Edwards et al. (2016) supports conservative management of rotator cuff tears to reduce pain and improve function. They discovered that a 12-week exercise program, regardless of being gym or home based, offered greater outcomes when compared to surgical interventions (Edwards et al., 2016). Physiotherapy goals included restoration of full and pain-free range of motion and strength, muscle balance and flexibility and glenohumeral and scapulothoracic muscular stability and control. Through the exercises listed below, Edwards et al (2016) was able to achieve these goals.

  • Pendulum exercise
  • Active-assisted external rotation and elevation (using a bar/stick and non-affected arm to generate the movement)
  • Cross-body stretch for the posterior capsule
  • Anterior capsule/pectoralis minor stretch (using a doorframe/wall)
  • Low row exercise
  • Side-lying shoulder external rotation
  • Prone shoulder extension
  • Supine shoulder flexion, incline shoulder flexion and standing shoulder flexion

Along with a rotator cuff exercise program, patient education is vital. Education should be focused on improving modifiable physical impairments that contribute to pain and dysfunction. This involves teaching the patient appropriate neuromuscular control of the shoulder girdle and thoracic posture to assist in improving scapular stability (Edwards et al., 2016).

Other causes?

Extrinsic and intrinsic factors can contribute to the etiology of rotator cuff tears. Hsu et al. (1997) discuss extrinsic factors including tensile overload and repetitive stress as well as subacromial or internal impingement. They continue to explore intrinsic factors which involve matrix composition and poor vascularity (Hsu et al., 1997). Smoking and joint capsule inflammation/frozen shoulder are also common contributing factors that increase the risk of developing a rotator cuff tear (Hsu et al., 1997).

References:

Edwards, P., Ebert, J., Joss, B., Bhabra, G., Ackland, T., & Wang, A. (2016). Exercise rehabilitation in the non-operative management of rotator cuff tears: a review of the literature. International journal of sports physical therapy, 11(2), 279.

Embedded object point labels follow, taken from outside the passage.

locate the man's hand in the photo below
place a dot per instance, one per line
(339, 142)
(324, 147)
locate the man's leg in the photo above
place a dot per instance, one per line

Hsu, H. C., Luo, Z. P., Cofield, R. H., & An, K. N. (1997). Influence of rotator cuff tearing on glenohumeral stability. Journal of shoulder and elbow surgery, 6(5), 413-422.

Lädermann, A., Denard, P. J., & Collin, P. (2015). Massive rotator cuff tears: definition and treatment. International orthopaedics, 39(12), 2403-2414.

May, T., & Garmel, G. M. (2019). Rotator cuff injury.

Weber, S., & Chahal, J. (2020). Management of rotator cuff injuries. JAAOS-Journal of the American Academy of Orthopaedic Surgeons28(5), e193-e201.